Can we unlock the mystery of how microbes below the surface of the earth find the energy to live?

In the late 1700s, Luigi Galvani connected a lightning rod to a frog corpse in his backyard and waited for an impending electric storm to arrive.  When lightning flashed nearby, energy coursed down the rod and the frog’s leg twitched! This supported his theory that animals generate electricity and use it to make their body move.

Mary Shelley was so intrigued by the notion of a spark reanimating the dead that it inspired her to write the fabled tale of Frankenstein.

The stuff of fiction – right? Maybe not! Meet our scientist, Dr Xiao Deng who is experimenting with electricity to grow and sustain a cluster of microbes from deep under the Earth.

Xiao Deng sitting at a microscope in a laboratory.

Dr Xiao Deng is working to solve a mystery and her results might be shocking.

What do we want? Energy! When do we need it? Always!

All living things require energy for life – from the smallest single-celled organisms to the biggest and most complex mammals.

On the Earth’s surface, the two main lifestyles for acquiring energy are autotrophy (meaning making your own food) and heterotrophy (which means eating food for energy).

One of the most common autotrophic behaviors is photosynthesis. In this process, specialised molecules capture carbon from the air and bind it to water using energy produced from sunlight. Most plants, fungi and algae are autotrophs whereas most animals are heterotrophs.

For life under the surface of the Earth, which predominately consists of single-celled organisms, finding energy is a challenge.
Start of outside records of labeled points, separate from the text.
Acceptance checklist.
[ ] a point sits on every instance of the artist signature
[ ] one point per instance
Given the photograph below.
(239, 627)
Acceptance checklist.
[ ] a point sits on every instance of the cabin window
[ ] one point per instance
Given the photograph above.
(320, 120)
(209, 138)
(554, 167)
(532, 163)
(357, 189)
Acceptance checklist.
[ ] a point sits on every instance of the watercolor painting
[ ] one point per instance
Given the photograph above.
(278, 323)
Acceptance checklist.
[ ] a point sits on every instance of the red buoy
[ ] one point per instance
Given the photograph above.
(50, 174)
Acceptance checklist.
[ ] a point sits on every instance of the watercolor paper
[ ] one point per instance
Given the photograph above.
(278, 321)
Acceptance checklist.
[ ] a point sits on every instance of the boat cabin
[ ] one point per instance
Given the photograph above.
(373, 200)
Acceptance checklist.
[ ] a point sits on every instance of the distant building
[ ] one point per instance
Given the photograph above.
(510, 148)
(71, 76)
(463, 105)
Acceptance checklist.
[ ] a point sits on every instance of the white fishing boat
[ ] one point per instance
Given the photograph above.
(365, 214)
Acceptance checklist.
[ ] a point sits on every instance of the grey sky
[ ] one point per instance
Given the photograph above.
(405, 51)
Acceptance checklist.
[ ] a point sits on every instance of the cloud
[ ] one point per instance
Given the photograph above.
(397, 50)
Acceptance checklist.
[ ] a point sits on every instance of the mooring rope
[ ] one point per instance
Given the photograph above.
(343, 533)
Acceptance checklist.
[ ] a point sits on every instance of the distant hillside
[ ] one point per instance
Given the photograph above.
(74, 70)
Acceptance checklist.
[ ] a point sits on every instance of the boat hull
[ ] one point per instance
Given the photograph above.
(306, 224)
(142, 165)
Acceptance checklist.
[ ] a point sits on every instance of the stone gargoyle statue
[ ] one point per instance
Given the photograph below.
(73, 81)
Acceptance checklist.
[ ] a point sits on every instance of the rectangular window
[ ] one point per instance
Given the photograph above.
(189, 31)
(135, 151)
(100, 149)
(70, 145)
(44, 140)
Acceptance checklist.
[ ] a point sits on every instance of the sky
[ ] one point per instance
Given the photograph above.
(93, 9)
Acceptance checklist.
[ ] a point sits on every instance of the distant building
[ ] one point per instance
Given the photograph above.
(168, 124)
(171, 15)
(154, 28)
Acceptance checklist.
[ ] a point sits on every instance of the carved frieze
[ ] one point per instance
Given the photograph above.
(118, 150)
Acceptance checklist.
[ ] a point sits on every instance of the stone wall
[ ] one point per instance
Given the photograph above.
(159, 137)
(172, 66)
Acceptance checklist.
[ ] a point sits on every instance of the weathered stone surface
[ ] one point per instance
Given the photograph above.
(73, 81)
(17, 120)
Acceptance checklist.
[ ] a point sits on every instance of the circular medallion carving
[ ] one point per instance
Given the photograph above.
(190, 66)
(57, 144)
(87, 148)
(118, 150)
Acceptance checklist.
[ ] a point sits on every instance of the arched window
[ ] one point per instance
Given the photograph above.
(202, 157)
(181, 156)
Below the surface, there is no light to power photosynthesis and finding organic matter and oxygen are rare. Microbes rely on some novel methods to obtain energy.

Who doesn’t love some chemistry?

Some microbes that live in oxygen-free marine environments can survive on hydrothermal vents deep in the sea. The water from the vents is rich in dissolved minerals. These microbes use chemical energy (not sunlight) to produce food in a process called chemosynthesis.

Photosynthesis and chemosynthesis are both processes by which organisms produce their own food. While photosynthesis is powered by sunlight, chemosynthesis runs on chemical energy.

In contrast, the methods used by microbes to obtain energy in subsurface environments, which are predominantly made up of solid rock, is still poorly understood. In fact, more than 99 per cent of subsurface microbes can’t be cultivated in the laboratory by conventional methods using organics or gases.

Smoke plumes coming from rocks with black background

The black smoker hydrothermal vent supports microbial life. Credit: NOAA Photo Library

We gonna’ rock down to Electric (microbes) Avenue

Recent studies have found that several kinds of microbes living in deep marine sediments can extract electrons from electrodes. An electrode is a solid electric conductor that carries electric current into non-metallic objects. These microbes are kept alive with electricity and nothing else, no sugars or other kinds of electron donors.

Scientists are thinking that in the energy-scarce subsurface, microbes may use rock itself as a source of energy. Unlike any other living things on Earth, electric microbes may acquire energy in the shape of electrons harvested directly from the surface of rocks.

This is a new and exciting area of study made challenging by the lack of knowledge on the subsurface biosphere and the difficulty in accessing subsurface samples.

Dr Deng is looking to verify the possibility of microbes interacting with the surface of rocks for energy and document a method for growing electric microbes in the lab.

This will create new opportunities to study the poorly understood subsurface biosphere that is estimated to account for more than half of all microbial life on earth.

Bright curved rods on a darker surface that is not smooth. It is a highly magnified image of single celled bacteria.

A view of corrosive bacteria on an iron surface taken with a scanning electron microscope.

Opening a future to new compounds

Since humans first discovered the world of microbiology we have been discovering how useful they can be.

Today, about half of the drugs on the market were discovered by screening collections of small molecules made by bacteria, fungi, snails, leeches and other similar species.

However, all our current medications are effective against only one-third of diseases because of increased antibiotic resistance.

There is an urgent need to find new biologically active compounds.

If this research is successful, it could open the door to using the untapped subsurface microbial resource for biosynthesis of new compounds such as antioxidants, antibiotics and anticancer drugs.